ODM leader Raila Odinga has backed President Uhuru Kenyatta’s appeal to his deputy William Ruto to resign if he is not satisfied with the current government.
The former Prime Minister said it would be the honourable thing for any politician to do, extending the call to Jubilee MPs who have shifted allegiance to UDA.
“If you see things are not okay and you are a principled person, just say things are not okay and resign,” Raila said, citing the lot for hypocrisy.
“These MPs saying they are in UDA and are still earning salary through Jubilee should also resign, go back to the people and defend seat with a new party.”
“That is called political principle, otherwise this is hypocrisy,” Raila said, adding that it was not the first time Kenya was having a Vice President.
“My father was the first VP. He did not wait to be sacked. When he saw that things had changed and was not being given assignments, he wrote a letter.”
Raila quoted his father’s letter which said, “I cannot justify earning public salary without responsibility. The future generation will look unkindly at me and because of this, I hereby tender resignation.”
He revisited the case where he stepped down as Langata MP to disassociate with the then sponsoring party’s links to the Goldenberg scandal.
“When I was Langata MP under Ford Kenya, we saw the problem of Goldenberg… I said I couldn’t continue being MP under Ford Kenya and resigned.”
“I said I would return with another party …and contested my seat on an NDP ticket and I was re-elected.”
For the first time on Monday, Uhuru bluntly asked Ruto to resign and concentrate on his 2022 election campaigns, instead of fighting the government from within.
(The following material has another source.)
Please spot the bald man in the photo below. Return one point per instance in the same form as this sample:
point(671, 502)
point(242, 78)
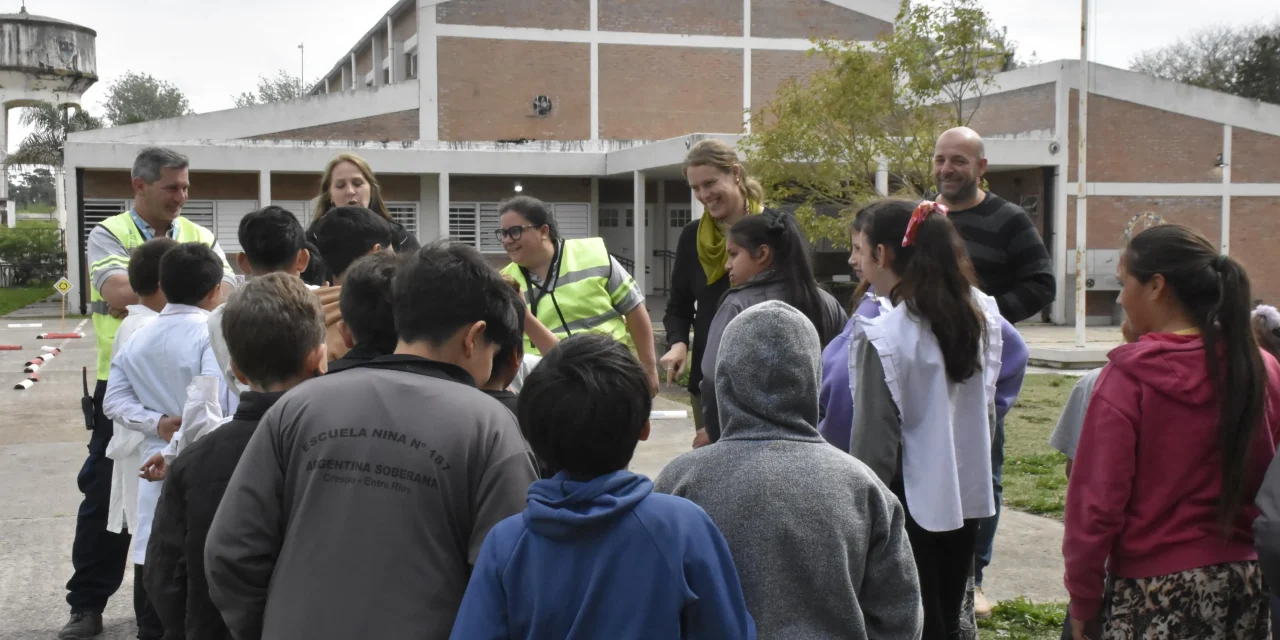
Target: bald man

“The honourable thing is that if you are not happy… step aside and allow those who want to move on to do so,” Uhuru told Ruto, saying there is no way the DP can have his cake and eat it.
“You can’t on one hand say I am not going and at the same time you don’t agree [with the government]…You must decide and be principled in this respect so that you don’t confuse people that on one hand you want to praise the government and yet on the other side of your mouth you’re talking another language.”
However, in what clearly marks the last stages of an acrimonious divorce, Ruto on Tuesday vowed he will not quit the government he jointly formed with the President.
Addressing two separate functions in Nairobi and Taita Taveta, Ruto said it is foolhardy for anyone to think that he can resign when he played a key role in winning the polls in both 2013 and 2017.